2.4.3 The MATLAB Database Toolbox

The MATLAB Database Toolbox (MathWorks, 2017) provides the ability to work with several database types from within MATLAB, including MySQL. For MySQL databases, MATLAB requires the user to have already set up a database (easily done through MySQL Workbench), and a “data source” manually using (on Windows) the Microsoft ODBC Data Source Administrator tool; this is launched by the Database Explorer app of the Database Toolbox.

3 Results

Here we describe our collection of Python, MATLAB, and MySQL tools to interact with the ABI–CTdb. The specific objectives of our work are to a) provide tools in Python and MATLAB to download the ABI–CTdb electrophysiology data; b) generate a local database of the data with ABI feature extractions; c) integrate the feature extraction tools of the ABI Python SDK into our NeuroManager software to provide single–script management of the modeling/data analysis cycle in neuroscience.

As illustrated in Figure 1, the user can use Python or MATLAB code to access and download the ABI–CTdb’s electrophysiological data and run SDK routines to extract features from the electrophysiological data. The user can also store them in a local database that we call “CellSurvey”, use a new extension of our NeuroManager software to run simulations and extract features from them, then compare the simulated and experimental data. The results of these interactions are stored in a second investigation database called “NM–INVdb”.

Fig. 1. Database and language independence.

Fig. 1

The user can use Python or MATLAB code to access and download the ABI–CTdb’s electrophysiological data and run ABI’s Python SDK routines to extract features from the electrophysiological data. The user can also store them in a local MySQL database that we call “CellSurvey”, use a new extension of our NeuroManager software to run simulations and extract features from them, then compare the simulated and experimental data. The results of these interactions are stored in a second investigation database called “NM–INVdb”. For more details please see the User Guide

3.1 MATLAB classes for access to the online ABI Cell Types database

The first of our tools gives direct MATLAB access to the ABI electrophysiological data. We have created the “ABIApiML” package, consisting of classes ABICell-Data, ABISweep, and ABIExperiment.
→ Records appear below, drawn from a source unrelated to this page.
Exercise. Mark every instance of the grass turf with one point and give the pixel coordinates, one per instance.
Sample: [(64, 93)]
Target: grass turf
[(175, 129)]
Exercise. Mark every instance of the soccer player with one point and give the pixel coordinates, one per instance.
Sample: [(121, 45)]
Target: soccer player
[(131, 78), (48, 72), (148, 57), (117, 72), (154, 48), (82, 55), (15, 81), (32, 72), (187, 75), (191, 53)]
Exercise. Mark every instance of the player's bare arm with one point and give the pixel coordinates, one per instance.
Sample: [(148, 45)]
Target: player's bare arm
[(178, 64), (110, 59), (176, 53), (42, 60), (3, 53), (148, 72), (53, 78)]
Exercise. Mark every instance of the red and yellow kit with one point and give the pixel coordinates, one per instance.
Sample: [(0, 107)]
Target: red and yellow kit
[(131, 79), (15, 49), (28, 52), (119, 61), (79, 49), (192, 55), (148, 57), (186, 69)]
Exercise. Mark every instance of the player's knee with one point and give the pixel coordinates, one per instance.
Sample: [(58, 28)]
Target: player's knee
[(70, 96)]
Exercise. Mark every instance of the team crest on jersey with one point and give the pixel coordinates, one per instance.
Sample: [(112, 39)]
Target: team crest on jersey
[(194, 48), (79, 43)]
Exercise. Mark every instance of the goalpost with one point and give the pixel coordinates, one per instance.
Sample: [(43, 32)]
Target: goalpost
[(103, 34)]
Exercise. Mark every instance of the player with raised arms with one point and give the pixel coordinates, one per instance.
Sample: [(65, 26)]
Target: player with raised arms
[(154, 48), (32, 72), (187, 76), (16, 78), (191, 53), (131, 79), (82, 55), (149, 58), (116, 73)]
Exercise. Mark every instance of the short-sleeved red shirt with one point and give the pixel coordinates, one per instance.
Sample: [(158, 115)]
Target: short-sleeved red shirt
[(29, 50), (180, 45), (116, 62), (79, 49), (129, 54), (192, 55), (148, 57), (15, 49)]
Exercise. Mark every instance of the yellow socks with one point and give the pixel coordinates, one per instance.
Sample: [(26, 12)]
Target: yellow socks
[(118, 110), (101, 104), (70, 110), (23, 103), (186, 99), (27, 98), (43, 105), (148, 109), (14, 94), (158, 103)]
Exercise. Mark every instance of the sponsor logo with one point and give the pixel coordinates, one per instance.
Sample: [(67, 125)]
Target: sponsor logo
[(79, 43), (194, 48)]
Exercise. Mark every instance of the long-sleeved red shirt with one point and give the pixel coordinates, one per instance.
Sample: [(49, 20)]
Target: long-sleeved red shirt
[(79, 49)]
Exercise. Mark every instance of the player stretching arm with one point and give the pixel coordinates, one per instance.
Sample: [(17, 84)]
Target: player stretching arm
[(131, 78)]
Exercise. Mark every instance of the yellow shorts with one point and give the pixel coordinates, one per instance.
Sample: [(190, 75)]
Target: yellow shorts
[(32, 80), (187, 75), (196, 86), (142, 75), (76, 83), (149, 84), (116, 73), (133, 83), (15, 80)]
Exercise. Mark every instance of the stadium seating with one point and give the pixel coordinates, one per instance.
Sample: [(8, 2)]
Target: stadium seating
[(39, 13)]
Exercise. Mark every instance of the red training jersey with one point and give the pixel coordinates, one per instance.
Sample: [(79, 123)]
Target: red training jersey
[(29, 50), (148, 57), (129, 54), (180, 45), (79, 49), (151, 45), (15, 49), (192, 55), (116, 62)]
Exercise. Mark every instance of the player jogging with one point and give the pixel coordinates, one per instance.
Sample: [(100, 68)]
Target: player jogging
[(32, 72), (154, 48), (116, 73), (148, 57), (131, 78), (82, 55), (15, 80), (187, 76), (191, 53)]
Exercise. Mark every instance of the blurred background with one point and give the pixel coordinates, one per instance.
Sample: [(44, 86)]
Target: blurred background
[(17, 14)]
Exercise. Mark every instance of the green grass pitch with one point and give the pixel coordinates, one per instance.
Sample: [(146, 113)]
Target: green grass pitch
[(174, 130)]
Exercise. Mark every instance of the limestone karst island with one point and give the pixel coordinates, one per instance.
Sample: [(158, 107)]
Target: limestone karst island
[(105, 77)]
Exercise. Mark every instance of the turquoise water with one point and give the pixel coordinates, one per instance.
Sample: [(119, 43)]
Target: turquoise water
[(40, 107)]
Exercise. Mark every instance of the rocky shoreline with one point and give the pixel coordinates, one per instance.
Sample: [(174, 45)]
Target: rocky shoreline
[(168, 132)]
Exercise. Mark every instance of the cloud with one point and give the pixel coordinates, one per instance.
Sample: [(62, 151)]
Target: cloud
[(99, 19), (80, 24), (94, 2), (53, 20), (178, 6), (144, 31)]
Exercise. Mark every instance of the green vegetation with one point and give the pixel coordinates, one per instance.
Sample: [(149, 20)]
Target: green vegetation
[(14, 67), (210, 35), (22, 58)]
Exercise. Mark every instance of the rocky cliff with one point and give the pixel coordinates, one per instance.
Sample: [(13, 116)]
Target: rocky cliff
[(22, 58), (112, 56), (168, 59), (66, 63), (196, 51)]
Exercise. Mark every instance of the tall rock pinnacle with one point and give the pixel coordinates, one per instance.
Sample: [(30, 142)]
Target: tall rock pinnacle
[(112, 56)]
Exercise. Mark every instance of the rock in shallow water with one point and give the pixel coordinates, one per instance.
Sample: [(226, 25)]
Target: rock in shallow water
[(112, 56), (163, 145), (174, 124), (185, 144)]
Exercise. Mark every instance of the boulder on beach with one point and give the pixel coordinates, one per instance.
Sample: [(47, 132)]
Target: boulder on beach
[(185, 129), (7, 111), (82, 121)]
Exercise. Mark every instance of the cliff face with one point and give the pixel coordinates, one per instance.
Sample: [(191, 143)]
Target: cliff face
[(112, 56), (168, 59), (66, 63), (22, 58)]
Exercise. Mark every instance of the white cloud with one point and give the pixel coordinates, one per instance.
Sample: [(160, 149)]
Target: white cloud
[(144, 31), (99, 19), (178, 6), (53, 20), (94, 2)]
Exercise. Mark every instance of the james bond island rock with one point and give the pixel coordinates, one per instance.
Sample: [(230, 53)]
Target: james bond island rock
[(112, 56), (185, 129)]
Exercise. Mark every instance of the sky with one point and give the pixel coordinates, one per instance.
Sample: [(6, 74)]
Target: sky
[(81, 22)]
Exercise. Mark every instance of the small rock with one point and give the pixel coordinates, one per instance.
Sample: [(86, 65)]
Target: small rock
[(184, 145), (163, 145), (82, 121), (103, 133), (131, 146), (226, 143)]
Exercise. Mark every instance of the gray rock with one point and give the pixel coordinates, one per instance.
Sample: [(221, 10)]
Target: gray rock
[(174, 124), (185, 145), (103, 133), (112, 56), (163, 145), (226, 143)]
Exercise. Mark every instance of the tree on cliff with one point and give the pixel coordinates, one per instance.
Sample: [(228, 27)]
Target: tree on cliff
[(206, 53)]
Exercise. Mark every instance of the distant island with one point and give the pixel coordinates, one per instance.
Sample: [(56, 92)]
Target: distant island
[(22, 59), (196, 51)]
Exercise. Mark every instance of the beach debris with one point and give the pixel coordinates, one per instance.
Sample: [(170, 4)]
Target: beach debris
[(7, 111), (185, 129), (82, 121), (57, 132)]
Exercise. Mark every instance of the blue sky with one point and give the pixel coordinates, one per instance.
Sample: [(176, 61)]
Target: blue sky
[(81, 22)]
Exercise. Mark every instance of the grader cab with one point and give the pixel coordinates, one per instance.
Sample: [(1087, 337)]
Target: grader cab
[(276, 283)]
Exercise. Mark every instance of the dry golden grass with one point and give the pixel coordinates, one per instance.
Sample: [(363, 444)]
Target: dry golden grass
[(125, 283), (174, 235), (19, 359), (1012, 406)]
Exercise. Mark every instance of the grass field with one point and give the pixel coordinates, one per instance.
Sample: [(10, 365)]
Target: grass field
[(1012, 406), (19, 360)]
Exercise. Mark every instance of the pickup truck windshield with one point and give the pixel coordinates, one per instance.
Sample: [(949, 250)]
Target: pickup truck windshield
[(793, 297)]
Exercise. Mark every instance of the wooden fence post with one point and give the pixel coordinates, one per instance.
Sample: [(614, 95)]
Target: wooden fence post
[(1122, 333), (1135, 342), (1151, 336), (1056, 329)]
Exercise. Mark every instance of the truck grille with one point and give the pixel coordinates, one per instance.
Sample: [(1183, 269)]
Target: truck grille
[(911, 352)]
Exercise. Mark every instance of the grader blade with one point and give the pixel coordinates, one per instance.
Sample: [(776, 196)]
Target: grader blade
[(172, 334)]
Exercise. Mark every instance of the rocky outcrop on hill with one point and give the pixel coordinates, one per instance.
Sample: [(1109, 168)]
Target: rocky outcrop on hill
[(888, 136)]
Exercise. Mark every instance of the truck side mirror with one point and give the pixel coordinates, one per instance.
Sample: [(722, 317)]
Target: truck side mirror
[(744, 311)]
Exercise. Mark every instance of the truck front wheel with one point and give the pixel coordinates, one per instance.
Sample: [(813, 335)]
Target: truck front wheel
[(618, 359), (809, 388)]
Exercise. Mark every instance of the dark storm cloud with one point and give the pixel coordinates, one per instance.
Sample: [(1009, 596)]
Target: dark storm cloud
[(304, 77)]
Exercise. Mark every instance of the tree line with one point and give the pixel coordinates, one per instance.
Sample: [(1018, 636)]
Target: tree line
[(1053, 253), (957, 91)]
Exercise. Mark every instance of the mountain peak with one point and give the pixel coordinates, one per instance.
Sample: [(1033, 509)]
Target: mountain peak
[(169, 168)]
The classes access the cell’s electrophysiology summary, which is contained in a file in Neurodata Without Borders (NWB) format. NWB format (Neurodata Without Borders, 2016; NWB-CN Project, 2015) is a neurophysiology data format based on the HDF5.0 standard (Folk et al., 2011), and these MATLAB classes make use of the MATLAB hdf5 facilities (Mathworks, 2017) for accessing the downloaded file. The NWB file can be downloaded by choosing a cell using ABI’s web–based interface (ABI, 2017b) and pressing a download button manually; by using the ABI Python SDK as seen at ABI (2017e); or as a side effect of using our Python ABICellSurvey tool described in Section 3.2. Once the NWB file has been downloaded, the user can access the data contained therein through use of the ABIApiML classes and process them using MATLAB’s extensive computational facilities, or use the ABI Python SDK and process them using Python’s numerical facilities.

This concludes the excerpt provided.